Toward A Yoga Presence
Why yoga knows what it knows, and how the body learns what insight alone cannot teach.
Reading time: 4 minutes
It is difficult to be at ease and fully present in a yoga class. Long before we step onto the mat, we bring with us a cultural inheritance that says knowledge is earned through effort, achievement, and improvement. We assume that if something matters, it must be conquered, completed, or mastered. I thought this way too when I started, but there was another, and better way, I had yet to learn.
My discovery came by accident. I was putting in great effort during my classes and life study for several days in a row. And then one day I had little energy for the practice but started a simple stretch and breath routine in my own home. After twenty minutes, I stopped and realized that my mind truly was present with me in that moment. It is something I experienced a lot in yoga classes but not usually when walking around in my home or in my ordinary life. That’s when I realized my learning didn’t require a classroom space but only asked me to attend my breath and be at ease in my own presence.
It’s not in Herculean outward effort, but the opposite, an inner release toward surrender. Yoga effort may put us into moments of discomfort, and that is part of its therapeutic, but the balance of opposites or the force of hatha requires surrender and ease too. There is a reason that the “stilling of the fluctuations of the mind” arrives early in The Yoga Sutras of Pantanjali. It’s about balance, but additionally, I love how this phrase rolls off the tongue, yogacittavrittinirodah. Say it out loud a few times.
It became obvious to me that martial artists know this truth. They talk about using an opponent’s energy to their advantage and will find ways to catch the opponent off balance to then use this aggression against them. I realized that it’s what I did a lot to myself, I struggled to do something that I thought I should do in class when it was actually working against me.
Taking One’s Seat
Mark Stevens reminds us that the literal meaning of asana is “to take one’s seat.” This is often interpreted as presence in the present moment, but the phrase reaches deeper than attentional instruction. To take one’s seat is to accept location, limitation, and timing. It is to practice knowing from here rather than from an imagined elsewhere. It’s what I learned by myself that day. I was not in some imaginary elsewhere, but home with myself. It was a place where I could take my seat.
Over the course of a lifetime, a yogi takes this seat thousands of times and the knowledge that emerges is conceptual at first. But the body learns from the repetitive act of attention. Resistance appears, and never goes away, but the negotiation between breath and pressure teaches how to release that resistance. Nothing about this is accidental. It is yoga’s training of a new way of knowing, we can call it a knowledge of presence.
Presence as Method, Not Mood
What is often called “presence” in yoga is not a fleeting mental state.

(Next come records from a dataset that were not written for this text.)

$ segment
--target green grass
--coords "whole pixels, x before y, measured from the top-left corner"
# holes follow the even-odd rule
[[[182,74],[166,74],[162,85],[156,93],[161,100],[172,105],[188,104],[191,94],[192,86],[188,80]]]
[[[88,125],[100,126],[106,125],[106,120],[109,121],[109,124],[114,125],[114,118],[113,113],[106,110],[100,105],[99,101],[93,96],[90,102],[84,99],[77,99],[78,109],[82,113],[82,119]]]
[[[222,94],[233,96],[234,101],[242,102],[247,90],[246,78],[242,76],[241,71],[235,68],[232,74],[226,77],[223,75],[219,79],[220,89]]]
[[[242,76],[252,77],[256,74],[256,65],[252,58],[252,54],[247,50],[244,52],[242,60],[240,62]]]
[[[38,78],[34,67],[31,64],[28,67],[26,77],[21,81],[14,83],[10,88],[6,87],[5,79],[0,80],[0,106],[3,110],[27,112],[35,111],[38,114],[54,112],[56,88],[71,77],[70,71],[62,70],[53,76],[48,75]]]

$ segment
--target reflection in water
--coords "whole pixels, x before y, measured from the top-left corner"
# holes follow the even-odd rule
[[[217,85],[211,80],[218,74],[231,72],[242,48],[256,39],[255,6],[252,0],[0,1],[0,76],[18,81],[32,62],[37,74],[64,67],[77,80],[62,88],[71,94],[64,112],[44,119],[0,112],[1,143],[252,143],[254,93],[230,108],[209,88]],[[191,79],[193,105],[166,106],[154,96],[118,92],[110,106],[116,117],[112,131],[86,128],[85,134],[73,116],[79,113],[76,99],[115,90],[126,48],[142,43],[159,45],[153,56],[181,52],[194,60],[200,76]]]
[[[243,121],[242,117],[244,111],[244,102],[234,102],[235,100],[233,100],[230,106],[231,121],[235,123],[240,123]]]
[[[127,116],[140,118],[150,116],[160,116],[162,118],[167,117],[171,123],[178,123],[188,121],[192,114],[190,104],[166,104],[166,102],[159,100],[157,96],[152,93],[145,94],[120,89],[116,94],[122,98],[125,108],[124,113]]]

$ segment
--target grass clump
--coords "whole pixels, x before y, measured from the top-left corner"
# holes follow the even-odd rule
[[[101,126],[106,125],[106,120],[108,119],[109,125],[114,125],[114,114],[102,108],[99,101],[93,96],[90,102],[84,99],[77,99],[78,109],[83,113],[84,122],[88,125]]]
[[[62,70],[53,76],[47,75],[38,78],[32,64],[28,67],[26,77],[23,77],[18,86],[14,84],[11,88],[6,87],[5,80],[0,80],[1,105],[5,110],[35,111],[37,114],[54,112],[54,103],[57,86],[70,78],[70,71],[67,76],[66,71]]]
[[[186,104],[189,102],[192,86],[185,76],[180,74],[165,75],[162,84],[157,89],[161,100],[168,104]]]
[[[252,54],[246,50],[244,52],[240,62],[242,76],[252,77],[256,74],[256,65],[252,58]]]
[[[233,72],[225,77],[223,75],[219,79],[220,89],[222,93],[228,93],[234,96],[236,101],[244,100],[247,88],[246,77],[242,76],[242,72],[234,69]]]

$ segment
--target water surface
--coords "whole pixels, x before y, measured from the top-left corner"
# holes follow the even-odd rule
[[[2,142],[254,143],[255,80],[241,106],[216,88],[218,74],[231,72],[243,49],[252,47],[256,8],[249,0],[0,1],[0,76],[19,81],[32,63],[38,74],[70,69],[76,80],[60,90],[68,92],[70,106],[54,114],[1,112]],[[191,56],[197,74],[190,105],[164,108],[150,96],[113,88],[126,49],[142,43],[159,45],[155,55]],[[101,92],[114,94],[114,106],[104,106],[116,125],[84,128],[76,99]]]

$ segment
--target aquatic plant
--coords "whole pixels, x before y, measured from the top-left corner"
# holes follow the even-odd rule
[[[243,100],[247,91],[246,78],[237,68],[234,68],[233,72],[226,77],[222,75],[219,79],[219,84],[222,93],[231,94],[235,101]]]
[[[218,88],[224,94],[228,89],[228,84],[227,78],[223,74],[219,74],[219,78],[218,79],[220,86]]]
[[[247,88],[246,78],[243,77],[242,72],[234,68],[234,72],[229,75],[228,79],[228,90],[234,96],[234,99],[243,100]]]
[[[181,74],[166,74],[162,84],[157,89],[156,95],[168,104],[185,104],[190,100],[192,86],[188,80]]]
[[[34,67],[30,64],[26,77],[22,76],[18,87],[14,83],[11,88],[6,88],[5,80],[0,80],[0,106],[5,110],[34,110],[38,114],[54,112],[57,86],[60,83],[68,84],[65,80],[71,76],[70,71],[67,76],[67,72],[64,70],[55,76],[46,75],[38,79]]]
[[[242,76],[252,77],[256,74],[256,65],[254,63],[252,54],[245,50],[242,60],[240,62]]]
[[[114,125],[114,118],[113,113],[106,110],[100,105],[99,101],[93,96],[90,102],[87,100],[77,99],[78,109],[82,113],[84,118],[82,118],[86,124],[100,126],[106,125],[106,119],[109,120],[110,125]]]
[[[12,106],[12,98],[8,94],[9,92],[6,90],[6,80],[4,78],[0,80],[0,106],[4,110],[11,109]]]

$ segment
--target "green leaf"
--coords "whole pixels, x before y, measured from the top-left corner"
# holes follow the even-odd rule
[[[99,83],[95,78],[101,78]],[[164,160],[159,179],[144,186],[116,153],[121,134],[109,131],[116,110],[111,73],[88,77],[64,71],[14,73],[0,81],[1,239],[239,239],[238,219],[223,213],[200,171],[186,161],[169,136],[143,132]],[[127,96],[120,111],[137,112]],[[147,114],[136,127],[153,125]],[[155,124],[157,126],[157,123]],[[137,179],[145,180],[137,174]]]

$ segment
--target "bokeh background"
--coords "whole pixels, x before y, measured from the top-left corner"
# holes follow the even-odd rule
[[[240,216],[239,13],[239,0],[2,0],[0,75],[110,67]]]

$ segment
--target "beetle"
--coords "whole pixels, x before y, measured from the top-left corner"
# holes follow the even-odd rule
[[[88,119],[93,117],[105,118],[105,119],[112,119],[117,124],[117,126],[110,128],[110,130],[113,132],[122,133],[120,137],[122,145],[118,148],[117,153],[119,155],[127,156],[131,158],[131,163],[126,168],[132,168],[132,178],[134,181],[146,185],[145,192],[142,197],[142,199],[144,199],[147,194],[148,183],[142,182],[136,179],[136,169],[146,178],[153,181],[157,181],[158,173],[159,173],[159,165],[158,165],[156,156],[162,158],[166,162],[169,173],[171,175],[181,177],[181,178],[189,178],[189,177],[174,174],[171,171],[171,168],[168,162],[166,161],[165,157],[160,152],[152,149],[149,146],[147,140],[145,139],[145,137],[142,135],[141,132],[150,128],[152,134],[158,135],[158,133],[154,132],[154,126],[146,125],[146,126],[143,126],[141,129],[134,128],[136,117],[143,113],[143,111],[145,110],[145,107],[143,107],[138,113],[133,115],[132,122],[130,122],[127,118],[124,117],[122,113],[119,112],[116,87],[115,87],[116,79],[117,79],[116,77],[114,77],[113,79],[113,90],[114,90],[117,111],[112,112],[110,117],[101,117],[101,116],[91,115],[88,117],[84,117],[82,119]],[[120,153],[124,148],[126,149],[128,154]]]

It is a disciplined relational stance. Presence can be practiced whether we are in a room with others or alone in our homes. The relational state of presence cannot be taught, it cannot be rushed, it cannot be summoned by instruction; but arrives when the nervous system trusts that it will not be abandoned, when we stay in the pose long enough for the body to speak back, when the vulnerability we feel shifts to trust.
This staying is learning, and when we stay, knowledge is generated by connections between breath and resistance, intention and consequence, effort and surrender. The body remembers these lessons because they are stored somatically.
A therapist speaking on grief during a seminar I once attended said, “Stress is perceived in the mind, but felt in the body. Therefore, to treat stress in your mind, learn to relax your body.” I’d not heard that before, and its wisdom stunned me.
The mind perceives the stress, and after an hour or two, the mind may forget about that stressful moment and be on to the next task, but the body sits with the result of that stress. Yoga teaches the body to be at ease, and the body then calms the mind. It’s the reversal of the normal treatment for stress or anxiety.
Yoga became the laboratory to practice this epistemology of the body. Not from a place of comfort, but one of attention. By paying attention, we return to the practice, stay with the pose and learn from what resists.
This is yoga’s quiet claim that knowledge grows as we return to our presence in surrender. This is the truth that brings more life to us. It is a presence earned through repetition that becomes a way of knowing that we carry into our daily lives. And isn’t that the point?